Ephemeral Kubernetes

This repository provides a proof of concept for an Ephemeral Kubernetes deployment. It uses Warewulf to provision a set of nodes including at least 3 control nodes. The provided scripts perform an offline installation of Kubernetes and configure a HA setup with Keepalived and HAProxy.

Moreover, the code includes a service called Phylactery, which ensures that nodes that are rebooted properly rejoin the cluster.

Setting up a cluster from scratch takes less than 90 seconds.

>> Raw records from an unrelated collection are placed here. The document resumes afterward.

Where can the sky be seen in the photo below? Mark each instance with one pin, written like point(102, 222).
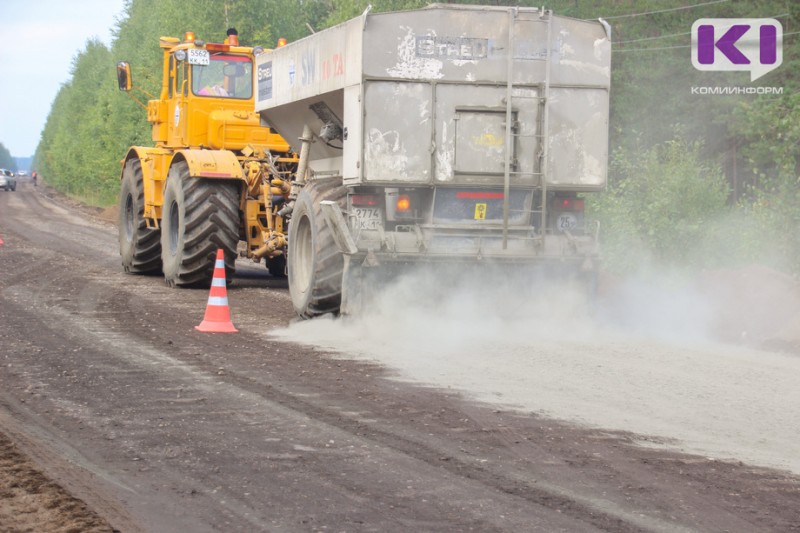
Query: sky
point(41, 38)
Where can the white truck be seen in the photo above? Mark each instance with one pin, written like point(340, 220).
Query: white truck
point(451, 134)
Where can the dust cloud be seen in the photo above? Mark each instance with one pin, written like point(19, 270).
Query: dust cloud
point(641, 357)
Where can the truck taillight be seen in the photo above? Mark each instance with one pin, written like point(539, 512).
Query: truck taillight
point(570, 204)
point(403, 204)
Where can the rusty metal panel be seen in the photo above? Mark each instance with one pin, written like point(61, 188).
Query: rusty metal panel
point(397, 132)
point(470, 134)
point(578, 138)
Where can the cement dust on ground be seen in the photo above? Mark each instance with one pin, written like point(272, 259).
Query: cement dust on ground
point(654, 358)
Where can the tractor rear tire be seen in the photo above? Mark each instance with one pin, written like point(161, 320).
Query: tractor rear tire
point(139, 246)
point(315, 262)
point(199, 217)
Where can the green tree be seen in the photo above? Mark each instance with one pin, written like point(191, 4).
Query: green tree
point(6, 161)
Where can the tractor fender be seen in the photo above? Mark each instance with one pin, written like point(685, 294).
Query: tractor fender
point(217, 164)
point(149, 157)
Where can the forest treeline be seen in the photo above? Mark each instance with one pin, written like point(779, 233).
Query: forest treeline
point(699, 180)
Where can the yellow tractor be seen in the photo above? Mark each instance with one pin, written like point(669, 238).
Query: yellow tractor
point(215, 176)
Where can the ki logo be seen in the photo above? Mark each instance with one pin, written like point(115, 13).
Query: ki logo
point(754, 45)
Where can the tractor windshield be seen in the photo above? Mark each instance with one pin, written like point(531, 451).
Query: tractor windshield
point(225, 76)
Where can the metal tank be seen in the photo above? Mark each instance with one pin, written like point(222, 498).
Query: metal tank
point(490, 120)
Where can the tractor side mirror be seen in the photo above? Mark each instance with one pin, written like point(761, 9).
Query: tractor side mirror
point(124, 76)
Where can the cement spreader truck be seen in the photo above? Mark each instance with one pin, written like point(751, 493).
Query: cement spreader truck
point(449, 135)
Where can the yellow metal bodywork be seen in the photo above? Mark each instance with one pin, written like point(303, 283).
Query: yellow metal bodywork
point(219, 138)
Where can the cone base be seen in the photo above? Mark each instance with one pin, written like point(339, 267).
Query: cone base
point(216, 327)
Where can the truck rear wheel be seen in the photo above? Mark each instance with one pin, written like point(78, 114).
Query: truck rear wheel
point(315, 262)
point(199, 216)
point(139, 246)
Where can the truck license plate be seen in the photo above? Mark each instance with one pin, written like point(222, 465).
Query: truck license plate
point(368, 218)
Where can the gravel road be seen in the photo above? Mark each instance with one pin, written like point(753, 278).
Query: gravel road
point(115, 414)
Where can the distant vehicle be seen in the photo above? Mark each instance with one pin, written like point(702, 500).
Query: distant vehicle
point(7, 180)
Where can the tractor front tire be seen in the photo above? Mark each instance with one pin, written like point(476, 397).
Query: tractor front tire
point(139, 246)
point(199, 216)
point(315, 262)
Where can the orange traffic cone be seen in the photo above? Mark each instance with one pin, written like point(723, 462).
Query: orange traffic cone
point(218, 315)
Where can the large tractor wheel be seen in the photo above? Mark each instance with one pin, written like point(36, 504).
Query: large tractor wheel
point(315, 262)
point(139, 246)
point(199, 216)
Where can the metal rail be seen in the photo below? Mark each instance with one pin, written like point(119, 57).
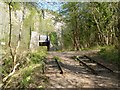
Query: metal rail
point(91, 69)
point(59, 66)
point(99, 63)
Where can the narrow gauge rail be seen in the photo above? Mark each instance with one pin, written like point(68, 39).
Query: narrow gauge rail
point(90, 68)
point(99, 63)
point(93, 61)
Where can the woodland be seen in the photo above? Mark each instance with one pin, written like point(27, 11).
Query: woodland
point(85, 26)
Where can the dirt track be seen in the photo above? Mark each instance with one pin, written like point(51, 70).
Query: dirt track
point(75, 75)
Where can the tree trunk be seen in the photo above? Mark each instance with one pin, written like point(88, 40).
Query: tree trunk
point(29, 37)
point(19, 38)
point(10, 31)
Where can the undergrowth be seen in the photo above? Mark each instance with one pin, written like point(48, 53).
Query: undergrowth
point(110, 54)
point(29, 72)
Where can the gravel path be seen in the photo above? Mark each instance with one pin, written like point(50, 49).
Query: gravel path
point(75, 74)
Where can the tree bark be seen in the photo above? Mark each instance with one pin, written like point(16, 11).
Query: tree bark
point(19, 38)
point(10, 30)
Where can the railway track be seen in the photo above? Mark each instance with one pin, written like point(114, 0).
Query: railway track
point(92, 65)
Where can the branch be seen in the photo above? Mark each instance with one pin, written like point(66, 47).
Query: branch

As the nodes are handled via Warewulf, they do not include persistant storage by default. Persisting data beyond reboots requires additional configuration.

Installation

OpenStack

The code was tested in an OpenStack environment but should work with any Warewulf setup (tested with v4.5.8 on Rocky 9.4). If Warewulf is already installed, move on to Ephemeral Kubernetes Configuration.

To boot images via Warewulf in OpenStack, an image or volume is required that starts into a PXE boot sequence.

Create a new network for the cluster (this might require additional quota)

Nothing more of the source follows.